Banlieue
Les mains enfoncées dans les poches de son pardessus, François remontait la rue de l'Avenir. Il fallait quand même être un sacré enculé pour avoir donné un tel nom à cette ruelle sinistre, insuffisamment éclairée et bordée de blocs de bureaux dont à peine la moitié avaient trouvé preneurs.

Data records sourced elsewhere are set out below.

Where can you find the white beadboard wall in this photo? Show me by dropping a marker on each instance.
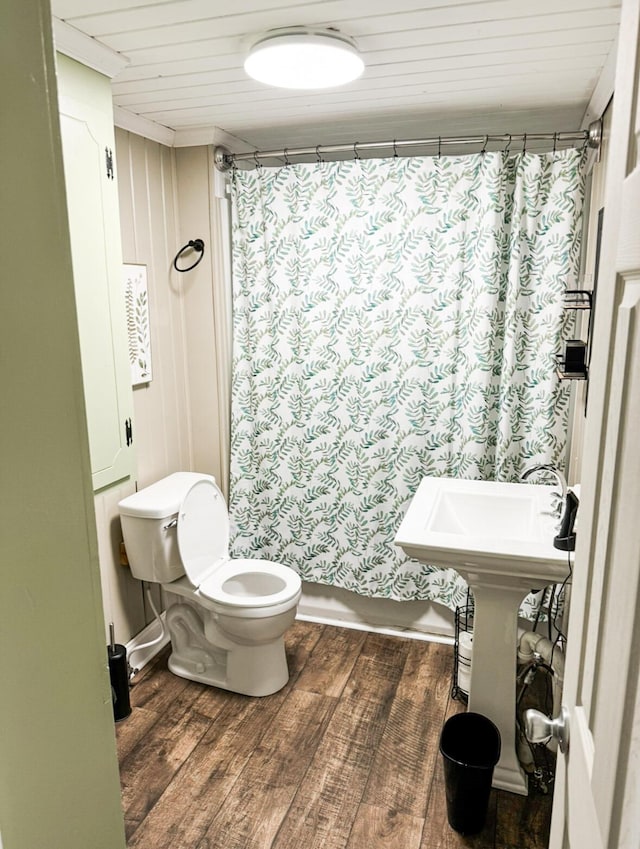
(164, 202)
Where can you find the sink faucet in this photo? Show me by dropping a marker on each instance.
(560, 479)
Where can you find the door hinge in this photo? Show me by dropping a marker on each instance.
(109, 161)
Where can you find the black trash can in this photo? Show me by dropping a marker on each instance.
(470, 747)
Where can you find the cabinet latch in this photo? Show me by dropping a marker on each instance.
(109, 162)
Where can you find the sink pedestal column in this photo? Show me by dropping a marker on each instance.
(492, 690)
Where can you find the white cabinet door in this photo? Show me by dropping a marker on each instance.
(86, 121)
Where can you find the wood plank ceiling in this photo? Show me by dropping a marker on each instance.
(433, 67)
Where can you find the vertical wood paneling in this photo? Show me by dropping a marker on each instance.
(147, 192)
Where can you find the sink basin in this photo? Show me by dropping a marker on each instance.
(499, 537)
(502, 528)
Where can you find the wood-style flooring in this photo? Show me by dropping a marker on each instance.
(344, 757)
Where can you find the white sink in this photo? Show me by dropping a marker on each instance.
(499, 537)
(501, 528)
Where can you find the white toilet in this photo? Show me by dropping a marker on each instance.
(226, 618)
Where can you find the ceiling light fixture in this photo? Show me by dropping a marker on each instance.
(304, 58)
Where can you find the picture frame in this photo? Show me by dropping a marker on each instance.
(136, 296)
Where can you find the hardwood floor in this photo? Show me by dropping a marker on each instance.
(344, 757)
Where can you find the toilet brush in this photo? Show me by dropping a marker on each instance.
(119, 675)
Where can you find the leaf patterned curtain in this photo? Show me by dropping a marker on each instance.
(392, 319)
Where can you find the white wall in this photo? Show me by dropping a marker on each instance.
(59, 786)
(580, 388)
(164, 202)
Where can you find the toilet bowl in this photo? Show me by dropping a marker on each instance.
(226, 617)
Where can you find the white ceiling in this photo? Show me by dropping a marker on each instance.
(433, 67)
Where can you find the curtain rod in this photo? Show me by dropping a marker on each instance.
(224, 159)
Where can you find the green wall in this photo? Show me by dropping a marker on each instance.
(59, 785)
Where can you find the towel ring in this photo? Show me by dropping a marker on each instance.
(197, 245)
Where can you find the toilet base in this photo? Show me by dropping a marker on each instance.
(251, 670)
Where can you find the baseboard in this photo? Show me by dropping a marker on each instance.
(418, 620)
(411, 633)
(139, 658)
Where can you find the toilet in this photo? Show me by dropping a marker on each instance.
(226, 617)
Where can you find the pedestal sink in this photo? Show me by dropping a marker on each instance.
(499, 537)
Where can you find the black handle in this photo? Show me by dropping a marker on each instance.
(194, 244)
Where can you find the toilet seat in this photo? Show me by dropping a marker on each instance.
(239, 586)
(244, 585)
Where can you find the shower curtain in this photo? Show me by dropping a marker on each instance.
(392, 319)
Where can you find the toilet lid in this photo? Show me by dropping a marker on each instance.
(203, 531)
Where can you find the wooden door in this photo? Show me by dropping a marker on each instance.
(597, 797)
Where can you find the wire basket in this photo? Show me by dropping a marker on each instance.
(462, 651)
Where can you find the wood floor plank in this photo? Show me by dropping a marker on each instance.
(403, 766)
(384, 828)
(342, 758)
(153, 763)
(133, 729)
(300, 641)
(523, 822)
(333, 659)
(162, 689)
(183, 814)
(328, 798)
(253, 812)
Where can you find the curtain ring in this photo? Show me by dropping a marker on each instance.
(197, 245)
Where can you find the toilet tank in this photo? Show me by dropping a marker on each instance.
(148, 519)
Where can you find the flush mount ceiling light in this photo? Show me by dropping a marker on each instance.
(300, 57)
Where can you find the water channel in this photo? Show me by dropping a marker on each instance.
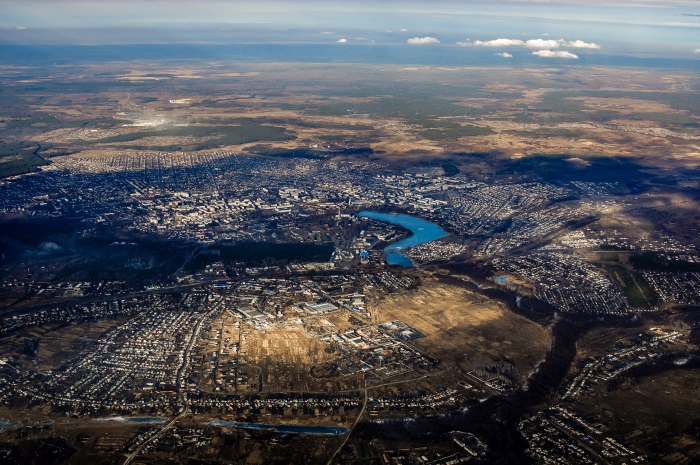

Les crevards de banlieusards, ce n »est pas tout de leur construire des quartiers de merde, des bâtiments neufs déjà vieux et hideux à force d'être « fonctionnels », il faut encore se foutre de leur gueule, bien les humilier. « Rue de l'Avenir » pour cette sentine charriant deux fois par jour des troupeaux d'esclaves se déplaçant d'un clapier d'habitation à un cagibi de travail, fallait quand même oser ! Il avait dû bien se marrer le sadique qui avait pondu une telle idée.
En dehors des deux migrations quotidiennes, celles de 8h et celle de 18h, la rue était déserte, à peine agrémentée de quelques crottes de chien et constamment balayée par un vent agressif charriant la poussière du chantier du tramway. L'arrivée prochaine du tramway, c'était la grande affaire du moment. Cela allait permettre de désenclaver la cité et de « faire bouger la ville ». En attendant cela produisait surtout des embouteillages infernaux et des concerts de klaxons rageurs qui ressemblaient à des appels au génocide, mais il faut bien souffrir un peu pour être « désenclavés ».
Le froid commençait à prendre ses quartiers et François remonta son col après s'être allumé une cigarette. Il n'avait pas très envie de rentrer mais il n'y avait pas grand chose à faire dans ce grand rien où même les clochards ne venaient pas, de peur de mourir d'angoisse et d'ennui. Ses pas résonnaient dans la nuit et il aurait pu se croire le dernier homme sur terre s'il n'y avait pas eu, un peu plus loin, deux zombies encapuchonnés qui fumaient leur joint sous un abri bus.
Mal rasé, portant les mêmes habits que la veille, le crâne martelé par la migraine, François venait d'un lit qui n'était pas le sien et qui ne lui avait apporté aucune des réponses et des solutions qu'il en avait sottement attendu. Rien n'était dissipé, rien n'était allégé, au contraire même, il ressentait la lourde et poisseuse tristesse qui suit presque immanquablement le soulagement bestial des instincts, quand celui est à la fois un début et une fin. Une peau étrangère qui le resterait, des draps encore chargés de l'odeur d'un autre, une étreinte alcoolisée, presque haineuse, puis le silence, la gêne, l'ennui... Une poignée de mots maladroits et mensongers, puis la rue.
Le chemin semblait interminable, et c'était tant mieux. Marcher, se fatiguer encore un peu. Quelques fenêtres illuminées suggéraient qu'il y avait tout de même une vie dans ce no man's land grisâtre. Des vies même, de belles vies pourquoi pas. Certains cœurs doivent avoir la puissance suffisante pour s'extraire de tous les environnements et les repeindre aux couleurs de leurs espérances et de leurs passions. François lui, manquait de sang. Il en avait trop perdu, égaré dans le cimetière des illusions perdues.